A systematic review and meta-analysis of the literature was carried out. The bibliographic databases used were MEDLINE (1996 to January 2009), EMBASE (1996 to December 2009), the Cochrane Library 2008 issue 4, the Centre for Reviews and Dissemination database and the Web of Science.
For the review of treatment with oral drugs versus insulin, a full systematic review and meta-analysis was carried out. The results of the ACHOIS, MFMUN and HAPO studies were summarised and their implications discussed. Findings of a selection of other recent studies, relevant to the continuum issue, were summarised. Some recent screening studies were reviewed, including a particular focus on studies of screening earlier in pregnancy.
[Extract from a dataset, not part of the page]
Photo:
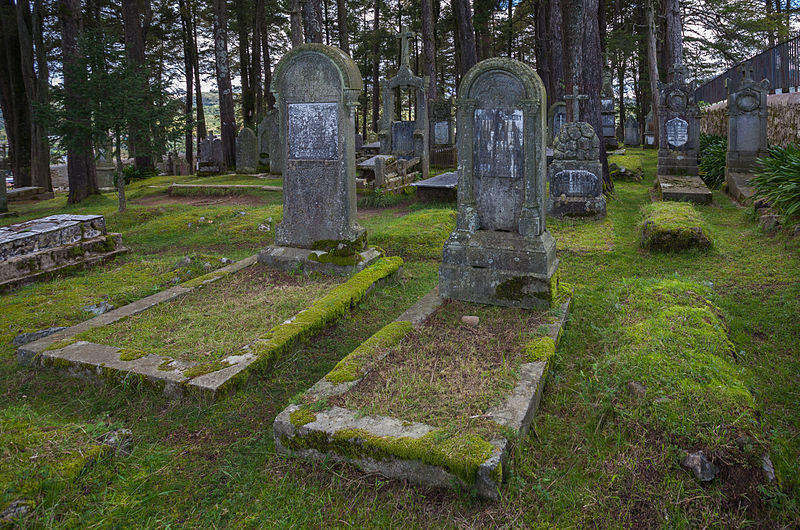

The HAPO results showed a linear relationship between plasma glucose and adverse outcomes - there is a continuum of risk with no clear threshold which could divide women into those with gestational diabetes and those without. There was good evidence from trials and the meta-analysis that women who fail to control hyperglycaemic in pregnancy on lifestyle measures alone can be safely and effectively be treated with oral agents, metformin or glibenclamide, rather than going directly to insulin. Evidence showed few differences in results between glibenclamide and insulin and metformin and insulin. The exceptions were that there was less maternal hypoglycaemia with glibenclamide, but less neonatal hypoglycaemia and lower birthweight with insulin, and there was less maternal weight gain with metformin. The ACHOIS and MFMUN trials showed reductions in perinatal complications among infants born to mothers who were provided with more intensive dietary advice, blood glucose monitoring and insulin when required. The HAPO study demonstrated adverse outcomes over a much wider range of blood glucose (BG) than the traditional definition of GDM. In the HAPO study, no one measure of BG came out as being clearly the best, although fasting plasma glucose (FPG) was as good as any, and had advantages of being more convenient than an oral glucose tolerance test (OGTT), but correlations between fasting and post-load levels were quite poor. Two screening strategies dominated; (1) selection by the American Diabetes Association criteria followed by the 75-g OGTT [incremental cost-effectiveness ratio (ICER) 3678 pounds], and (2) selection by high-risk ethnicity followed by the 75-g OGTT (ICER 21,739 pounds). Studies indicated that costs are about 1833 pounds higher for pregnancies complicated by gestational diabetes, suggesting that prevention would be worthwhile.
Not all of the HAPO results have been published, and none of the reviewed economic studies resolved the most difficult issue - at what level of BG does intervention become cost-effective?
The evidence base has improved since the last HTA review in 2002. There is now good evidence for treatment of oral drugs instead of insulin and it looks increasingly as if FPG could be the test of choice. However some key uncertainties remain to be resolved, which can be done by further analysis of the already collected HAPO data and by using the UK model used in developing the NICE guidelines to assess the cost-effectiveness of intervention in each of the seven HAPO categories.